Freitag , 18. September 2020
Der Verkehr Am Wienebütteler Weg wird durch das Neubaugebiet zunehmen. Die Linken wollen aber zumindest im Baugebiet selbst weniger Fahrten. (Foto: t&w)

Weniger Autoverkehr im Neubaugebiet als Ziel

Lüneburg. Radfahrer, Fußgänger und Busverkehr sollen Vorrang haben gegenüber dem motorisierten Individualverkehr. Das sollte das Ziel für das geplante Neubaugebiet Am Wienebütteler Weg sein, fordert die Fraktion der Linken. In einem Antrag zum Rat plädierte die Fraktion dafür, dass deshalb bestimmte Kriterien wie eine zentrale Parkplatzanlage, Tempo 30 auf der zen­tralen Erschließungsachse sowie verkehrsberuhigte Nebenstraßen in der Erschließungsplanung berücksichtigt werden. Das halten auch andere Ratsfraktionen für diskutabel.

Eine Entscheidung darüber gab es aber nicht. Die Verwaltung hatte darauf verwiesen, dass ein Beschluss in der Sitzung über die angeregten Punkte das Abwägungsergebnis des Bauleitverfahrens vorwegnehmen und so einen Verfahrensfehler darstellen würde. Daher folgte die Politik geschlossen dem Vorschlag der Verwaltung, den Antrag zur Beratung in den Bauausschuss zu überweisen.

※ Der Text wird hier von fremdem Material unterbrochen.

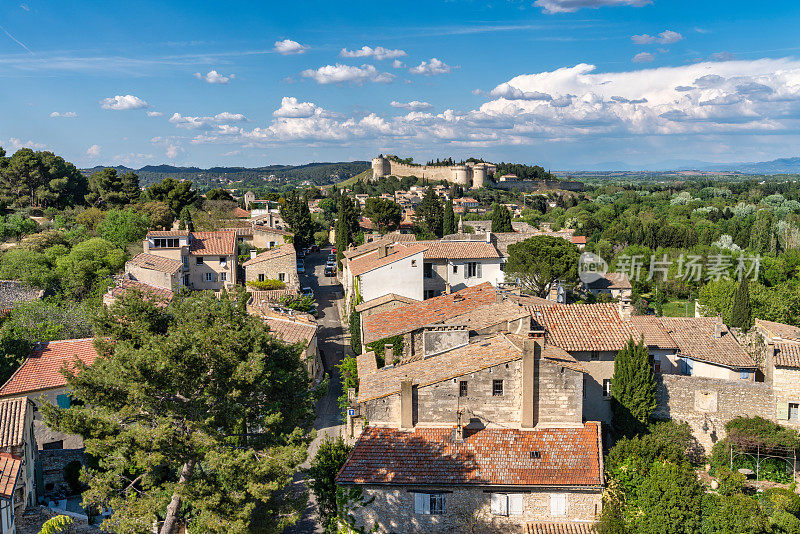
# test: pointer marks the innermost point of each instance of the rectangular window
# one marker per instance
(558, 504)
(63, 401)
(429, 503)
(497, 388)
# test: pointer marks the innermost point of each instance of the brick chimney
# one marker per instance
(406, 405)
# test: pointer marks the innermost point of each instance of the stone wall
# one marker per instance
(708, 403)
(391, 509)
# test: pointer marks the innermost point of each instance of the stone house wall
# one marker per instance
(467, 509)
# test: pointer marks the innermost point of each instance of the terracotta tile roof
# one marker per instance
(459, 250)
(611, 281)
(779, 330)
(156, 263)
(787, 354)
(583, 327)
(491, 456)
(211, 243)
(653, 330)
(271, 254)
(388, 239)
(391, 297)
(291, 331)
(42, 369)
(157, 293)
(371, 261)
(695, 338)
(12, 421)
(376, 383)
(431, 311)
(10, 467)
(167, 233)
(560, 528)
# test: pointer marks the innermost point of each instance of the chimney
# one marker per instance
(532, 348)
(718, 329)
(406, 407)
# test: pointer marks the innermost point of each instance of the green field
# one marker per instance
(679, 308)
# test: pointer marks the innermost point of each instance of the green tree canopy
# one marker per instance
(193, 411)
(541, 260)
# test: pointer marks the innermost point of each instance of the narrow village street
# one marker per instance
(328, 293)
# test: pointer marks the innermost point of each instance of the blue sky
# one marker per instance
(568, 84)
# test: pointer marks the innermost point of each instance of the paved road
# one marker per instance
(327, 291)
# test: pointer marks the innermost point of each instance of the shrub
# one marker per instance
(266, 285)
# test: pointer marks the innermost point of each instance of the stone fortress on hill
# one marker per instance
(470, 174)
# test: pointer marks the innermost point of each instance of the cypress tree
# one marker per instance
(633, 389)
(741, 314)
(449, 218)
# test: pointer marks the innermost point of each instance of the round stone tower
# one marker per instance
(460, 174)
(478, 175)
(380, 168)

Michèl Pauly (Linke) begründete, dass bei vielen Planungen dem Auto immer noch die zen­trale Bedeutung zugemessen werde. Es müsste aber alles unternommen werden, was Fußgänger, Radfahrer und Nahverkehr privilegiere, weil dies ökologisch wie auch ökonomisch sei. Eine zentrale Parkplatzanordnung minimiere zum Beispiel den Verkehr im Viertel. Verkehrsberuhigte Straßen würden zum Lebens- und Aufenthaltsraum, die Infrastrukturkosten seien dafür auch geringer. Weniger Verkehr, Tempolimit und geringere Emissionen seien ein Gewinn für die Lebensqualität und steigerten die Attraktivität des Viertels. Vorschläge und Einwendungen diesbezüglich habe es von Bürgern im Beteiligungsverfahren gegeben, die beim Bebauungsplan berücksichtigt werden sollten.

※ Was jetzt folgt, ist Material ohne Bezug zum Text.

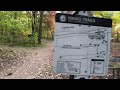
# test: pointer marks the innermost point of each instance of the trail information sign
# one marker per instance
(81, 45)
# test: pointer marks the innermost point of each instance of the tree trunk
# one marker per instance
(40, 28)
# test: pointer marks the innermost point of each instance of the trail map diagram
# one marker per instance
(81, 45)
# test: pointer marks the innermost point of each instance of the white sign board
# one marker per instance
(81, 45)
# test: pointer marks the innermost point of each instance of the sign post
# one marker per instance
(81, 45)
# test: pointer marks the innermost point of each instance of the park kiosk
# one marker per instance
(81, 45)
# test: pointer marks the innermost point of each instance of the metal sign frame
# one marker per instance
(80, 20)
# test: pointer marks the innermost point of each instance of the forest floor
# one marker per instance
(33, 62)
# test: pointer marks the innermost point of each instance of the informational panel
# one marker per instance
(81, 45)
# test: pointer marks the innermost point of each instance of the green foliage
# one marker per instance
(15, 27)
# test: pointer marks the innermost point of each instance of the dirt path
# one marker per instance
(32, 65)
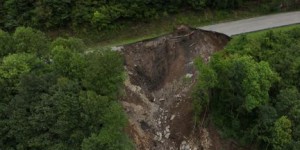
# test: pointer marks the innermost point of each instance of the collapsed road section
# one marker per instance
(160, 76)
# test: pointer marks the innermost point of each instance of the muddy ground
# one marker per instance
(158, 101)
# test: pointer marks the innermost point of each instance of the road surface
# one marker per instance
(255, 24)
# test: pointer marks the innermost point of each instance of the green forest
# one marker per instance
(105, 14)
(54, 96)
(252, 90)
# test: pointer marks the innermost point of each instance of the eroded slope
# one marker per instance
(160, 77)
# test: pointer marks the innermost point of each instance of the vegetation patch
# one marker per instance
(54, 96)
(252, 89)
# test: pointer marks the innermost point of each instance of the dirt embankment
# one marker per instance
(160, 78)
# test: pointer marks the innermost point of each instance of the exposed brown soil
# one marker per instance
(158, 100)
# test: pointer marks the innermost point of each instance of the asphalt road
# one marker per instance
(255, 24)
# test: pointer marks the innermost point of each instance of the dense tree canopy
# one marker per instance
(54, 96)
(253, 89)
(102, 14)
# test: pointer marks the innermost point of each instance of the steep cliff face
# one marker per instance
(161, 75)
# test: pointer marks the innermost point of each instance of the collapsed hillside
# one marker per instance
(158, 100)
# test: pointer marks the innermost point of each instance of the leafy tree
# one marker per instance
(67, 63)
(104, 73)
(31, 41)
(281, 133)
(71, 43)
(6, 44)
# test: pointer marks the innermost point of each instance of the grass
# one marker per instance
(144, 30)
(277, 29)
(130, 32)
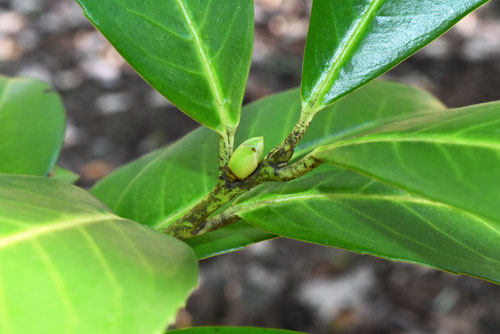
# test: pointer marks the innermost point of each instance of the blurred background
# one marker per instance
(114, 116)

Straße als Erlebniswelt für die Nachbarschaft

Die Verringerung des Autoverkehrs sei ein gemeinsames Ziel der Politik, machte Jens-Peter Schultz (SPD) deutlich. „Die Straße soll auch Erlebniswelt für Nachbarn sein, da sind wir ganz bei Ihnen“, sagte er in Richtung Pauly. Die Idee mit den zentralen Parkanlagen sei aber nicht neu. Bereits in den 1980er-Jahren sei eine solche im damaligen Neubauviertel Krähornsberg errichtet worden. Die Realtität sei aber so, dass diese nicht so genutzt werde wie gewünscht.

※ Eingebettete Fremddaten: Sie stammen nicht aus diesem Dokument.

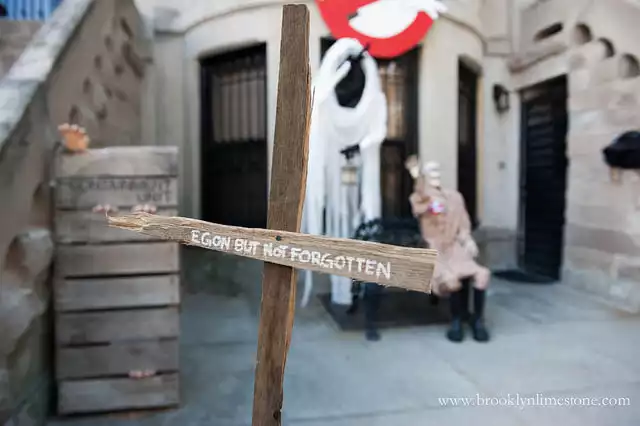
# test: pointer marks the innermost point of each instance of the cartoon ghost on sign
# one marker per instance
(388, 27)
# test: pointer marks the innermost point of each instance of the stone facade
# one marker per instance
(592, 44)
(60, 76)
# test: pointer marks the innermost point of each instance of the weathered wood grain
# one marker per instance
(102, 395)
(116, 359)
(409, 268)
(112, 326)
(286, 197)
(110, 293)
(117, 259)
(89, 227)
(119, 191)
(120, 161)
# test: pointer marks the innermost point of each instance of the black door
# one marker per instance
(543, 177)
(234, 138)
(467, 141)
(399, 80)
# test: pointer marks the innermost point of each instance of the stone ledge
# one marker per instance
(36, 63)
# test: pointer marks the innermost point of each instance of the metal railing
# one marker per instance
(34, 10)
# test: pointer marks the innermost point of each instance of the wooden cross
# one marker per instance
(281, 246)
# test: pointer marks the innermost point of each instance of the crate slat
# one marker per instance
(116, 359)
(112, 326)
(110, 293)
(87, 192)
(102, 395)
(120, 161)
(117, 259)
(88, 227)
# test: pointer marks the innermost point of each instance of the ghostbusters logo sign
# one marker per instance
(388, 27)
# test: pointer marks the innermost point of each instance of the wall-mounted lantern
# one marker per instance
(623, 153)
(349, 173)
(501, 98)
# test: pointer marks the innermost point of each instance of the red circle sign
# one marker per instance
(388, 27)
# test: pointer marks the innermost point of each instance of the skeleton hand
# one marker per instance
(145, 208)
(75, 138)
(471, 247)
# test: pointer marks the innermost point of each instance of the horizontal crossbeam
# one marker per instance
(404, 267)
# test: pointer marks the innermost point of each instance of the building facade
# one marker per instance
(515, 99)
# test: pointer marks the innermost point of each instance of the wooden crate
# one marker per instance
(116, 293)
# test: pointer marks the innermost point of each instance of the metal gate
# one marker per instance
(234, 138)
(399, 80)
(543, 177)
(467, 148)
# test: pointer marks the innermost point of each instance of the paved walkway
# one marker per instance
(547, 340)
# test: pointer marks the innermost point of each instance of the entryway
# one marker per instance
(543, 178)
(467, 140)
(234, 151)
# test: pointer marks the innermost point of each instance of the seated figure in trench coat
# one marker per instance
(445, 225)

Aus Sicht von Dirk Neumann (AfD) erschwert ein zentraler Parkplatz den Bürgern das Leben, weil sie dadurch längere Wege zum geparkten Auto hätten. Außerdem müssten die Anwohner ihre Häuser und Wohnungen per Auto erreichen können. Die Argumente der AfD seien die, die Überlegungen und Planungen schon im Keim scheitern lassen würden, sagte Birte Schellmann (FDP). Andere Länder wie Dänemark seien, was die Reduzierung des Autoverkehrs angehe, schon viel weiter. Aber sie gab auch zu bedenken, dass im Modellviertel Vauban der Stadt Freiburg, in dem sehr auf autofreies Wohnen geachtet worden ist, das extra gebaute Parkhaus damals nicht angenommen worden ist. Wichtig für die Planung in Lüneburg sei, dass Parkplätze nicht so weit entfernt von der Wohnbebauung liegen.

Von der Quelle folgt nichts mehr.